Friday 28 January 2011

I am off to visit the

dentist this morning. The appointment was made at my last check up several months ago. I have spent the last week dreading it - on and off.
I do not like going to the dentist! My dentist is a perfectly pleasant person but I detest the invasion into my mouth.
When I was a child there was a "school dental service". All children were given check ups and some, particularly those in rural areas, were given basic treatment. Children in urban areas were more likely to be referred to a local dentist. The dentist we went to was rough. I can still remember the occasion on which, age seven, I had to park my tricycle outside the dental surgery one afternoon after school, go in alone and have a recalcitrant baby tooth pulled and then continue home with blood dripping down my chin. My mother added to my woes when she lost her temper because I had blood on my school dress. It is little wonder that I do not like visiting the dentist.
Dental standards and practice seem to have changed too. Once it was acceptable to have an annual check up and, unless something extra needed to be done, you did not see the dentist for another year. We went to a local dental clinic for years. The dentists who owned it were supposed to be "very good". They were perhaps a little too good - for two reasons. I suspect they over-serviced. There was always something that required doing. When I left and visited the dentist on an annual basis at the university health clinic in London there was never anything to do. The dentist there was a fellow Australian trained at the same university and at the same time. The other problem was that the dentists were members of a minority religious sect and were inclined to talk religion once they got to know you. If there had been somewhere else to go I would have gone.
Now our dental service insists on seeing us at least three times a year. It is part of the health fund we belong to and the cost is, compared with other dental services, minimal as it is part of the cover. Nevertheless I find it strange that they insist on seeing us so often. Is it really necessary? I am assured that it is and, if we wish to continue the cover, then this is what we must submit to. Now "dental hygiene" is big business. We are given dire warnings about the state of our teeth and our gums and the disastrous effects failing to care for them can have on the rest of our health.
This may well all be true but I cannot help thinking that one hundred years my paternal grandparents managed on an annual trip to the dentist and they both lived into their nineties.
Genes must have something to do with it!

4 comments:

Ann said...

I hate, hate, hate the dentist. I also hate it when they ask you questions as they are sticking instruments into your mouth. Hope your visit was not too traumatic.

catdownunder said...

I survived - but I do wonder why we now need to go so often!

Holly said...

there actually is fairly decent data to support the following
1) regular cleaning does slow down carries
2) early fill of cavities means you keep more tooth
3) the more teeth you have, the lower the chances of dentures
4) dentures are extremely expensive in terms of time, fit and manuafacture.

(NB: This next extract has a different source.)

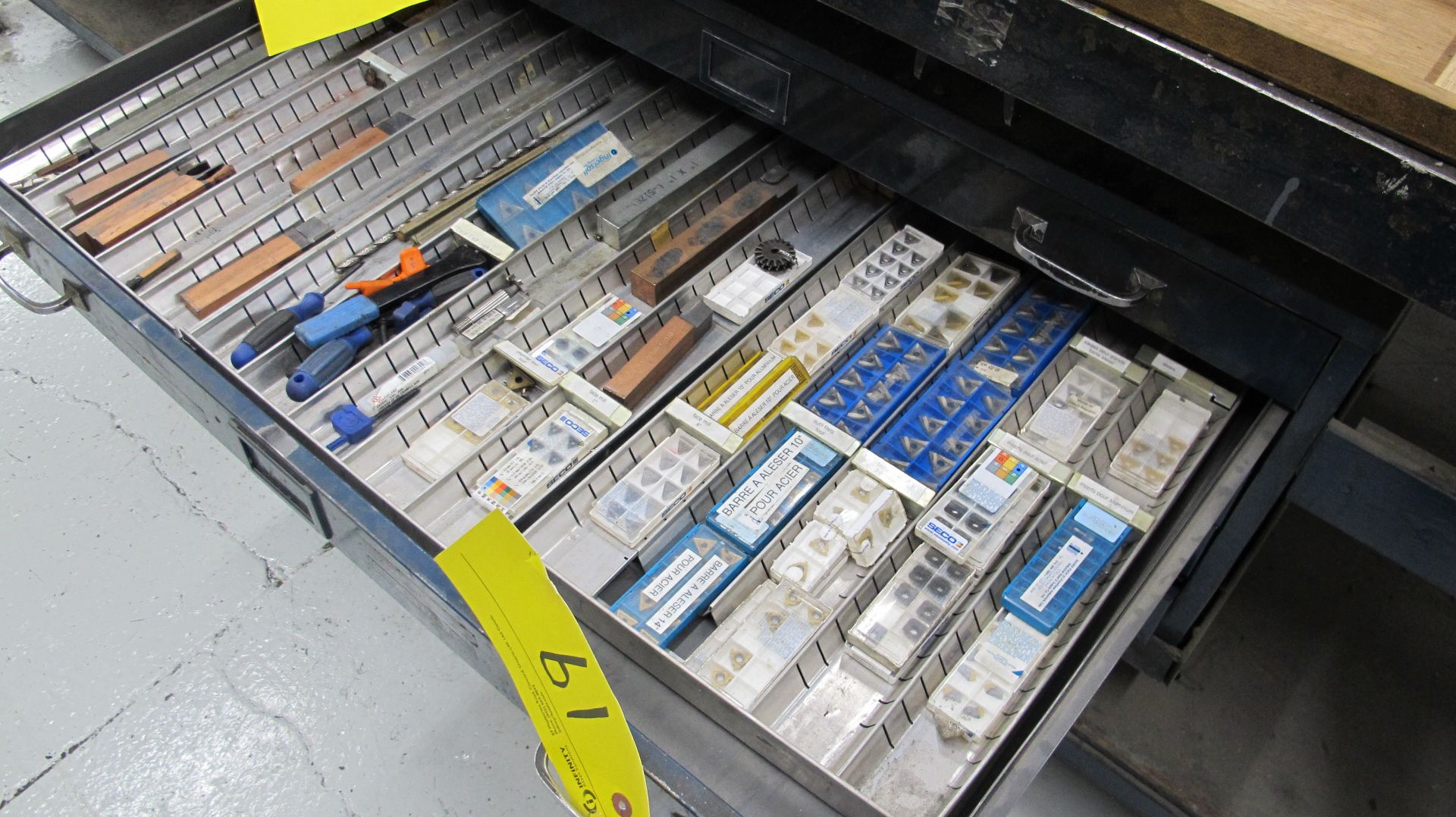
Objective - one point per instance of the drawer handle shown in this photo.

of course, basic brushing, flossing and staying away from constantly eating simple sugars would make a lot of people's lives better (both weight and teeth!)

catdownunder said...

Yes ma-am doc! I really do know all those things but I still get irritated every time I need to go to the dentist...even though she is a nice person.
(And I am well aware that, where you are currently deployed, the local dental service is pretty well non-existent.)